Personal information
- Born: December 14, 1970 (age 55) Baton Rouge, Louisiana, U.S.
- Listed height: 6 ft 6 in (1.98 m)
- Listed weight: 253 lb (115 kg)

Career information
- High school: LSU Lab (Baton Rouge, LA)
- College: USC (1989–1993)
- NFL draft: 1994: 4th round, 106th overall pick

Career history

Playing
- Indianapolis Colts (1994–1999); New York Jets (2000); Detroit Lions (2001–2003); Buffalo Bills (2004); San Francisco 49ers (2007)*;
- * Offseason or practice squad member only

Coaching
- Chattanooga (2007) Tight ends coach; Detroit Lions (2008–2011) Assistant special teams coach; Detroit Lions (2012–2013) Assistant linebackers coach; Washington Redskins (2014–2016) Assistant special teams coach; New Orleans Saints (2017–2018) Special teams coordinator; Michigan (2019–2023) Special teams analyst;

Awards and highlights
- CFP national champion (2023)

Career NFL statistics
- Games played: 156
- Games started: 2
- Fumble recoveries: 1
- Stats at Pro Football Reference

= Bradford Banta =

American football player (born 1970)

Bradford Banta (born December 14, 1970) is an American former professional football player and coach. He played tight end and long snapper in the National Football League (NFL) from 1994 to 2004. Banta also coached in the NFL from 2008 to 2018. He was an assistant coach for the Michigan Wolverines from 2019 to 2023, winning a national championship in his final season. Banta played college football for the USC Trojans.

==College career==
At the University of Southern California, Banta was a two-year starter at tight end for Trojans (1989–93), as well as a four-time letter-winner. He earned honorable mention All-Pac-10 Conference honors as a junior and senior and received his bachelor's degree in communications with a minor in sociology in 1993.

==Professional career==
Banta was selected in the fourth round of the 1994 NFL draft, 106 overall, by the Indianapolis Colts. He went on and played from 1994 to 2004 for the Indianapolis Colts, the New York Jets, the Detroit Lions, and the Buffalo Bills. He is noted for committing two unnecessary roughness penalties in a Monday Night Football matchup against the Miami Dolphins in 2000.
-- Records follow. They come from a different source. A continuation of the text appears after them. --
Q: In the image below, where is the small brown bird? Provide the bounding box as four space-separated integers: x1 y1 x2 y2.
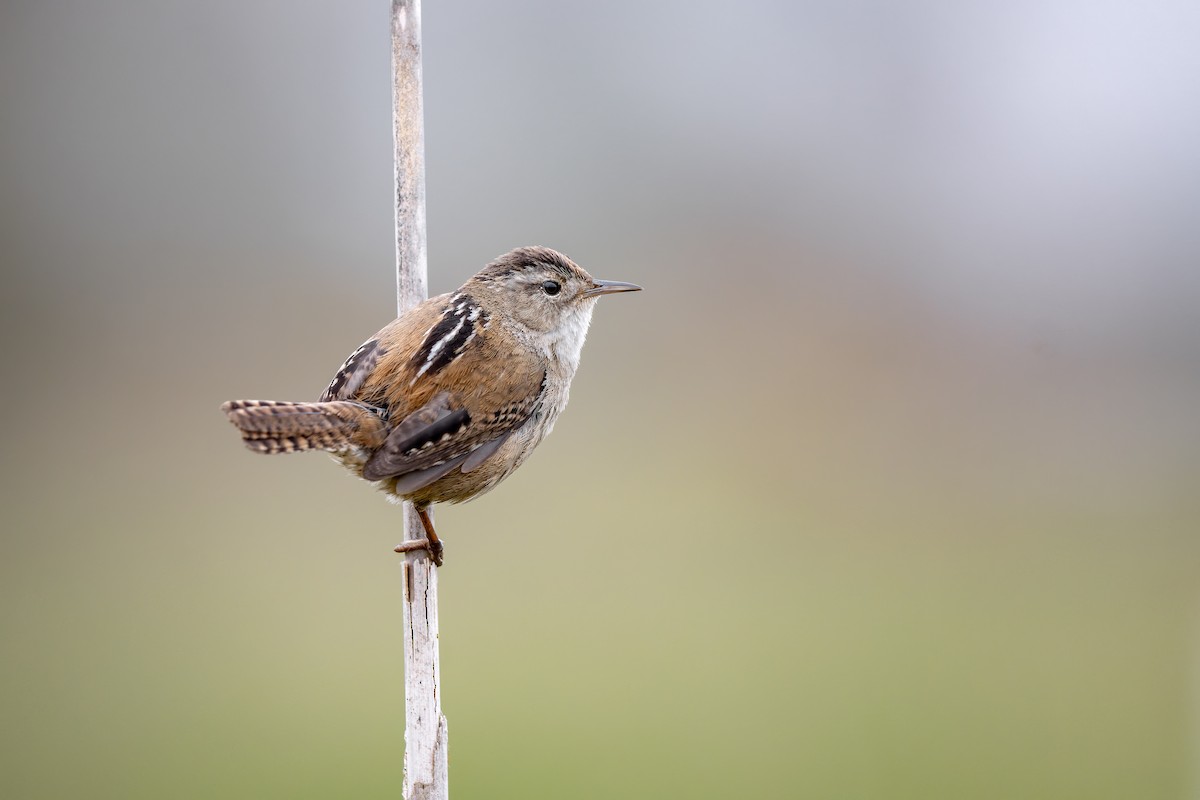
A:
222 246 641 565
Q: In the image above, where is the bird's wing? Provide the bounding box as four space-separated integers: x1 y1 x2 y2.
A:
320 337 384 402
356 296 549 484
360 366 545 483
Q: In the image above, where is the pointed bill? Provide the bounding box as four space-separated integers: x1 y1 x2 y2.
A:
583 279 643 298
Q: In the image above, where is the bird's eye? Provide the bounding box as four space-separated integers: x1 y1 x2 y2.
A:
541 280 561 296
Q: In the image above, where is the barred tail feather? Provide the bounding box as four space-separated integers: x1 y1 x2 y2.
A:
220 399 385 454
Banta served as a long snapper for a majority of his career, and played exclusively on special teams with the Lions. He had previously played tight end in offensive situations for the Colts.

After his playing days, Banta worked with as a supervisor for George Wright Construction for a year and in Chase's Home Financial Division for nearly two years in Chattanooga, Tennessee.

==Coaching career==

===University of Tennessee at Chattanooga===
Banta coached the tight ends during the Chattanooga Mocs' 2007 season.

===Detroit Lions===
Banta was the assistant special teams coach for the Detroit Lions from 2008 to 2011, and then the assistant linebackers coach for the 2012 and 2013 seasons.

===Washington Redskins===
On February 4, 2014, it was announced that Banta would join the team as the Washington Redskins assistant special teams coach, serving under Ben Kotwica.

===New Orleans Saints===
On January 31, 2017, the New Orleans Saints hired Banta as their Special teams coordinator.

===Michigan Wolverines===
In February 2019, Banta was hired by Jim Harbaugh and the University of Michigan as a special teams analyst. He remained with the program until 2023, when they won a national championship.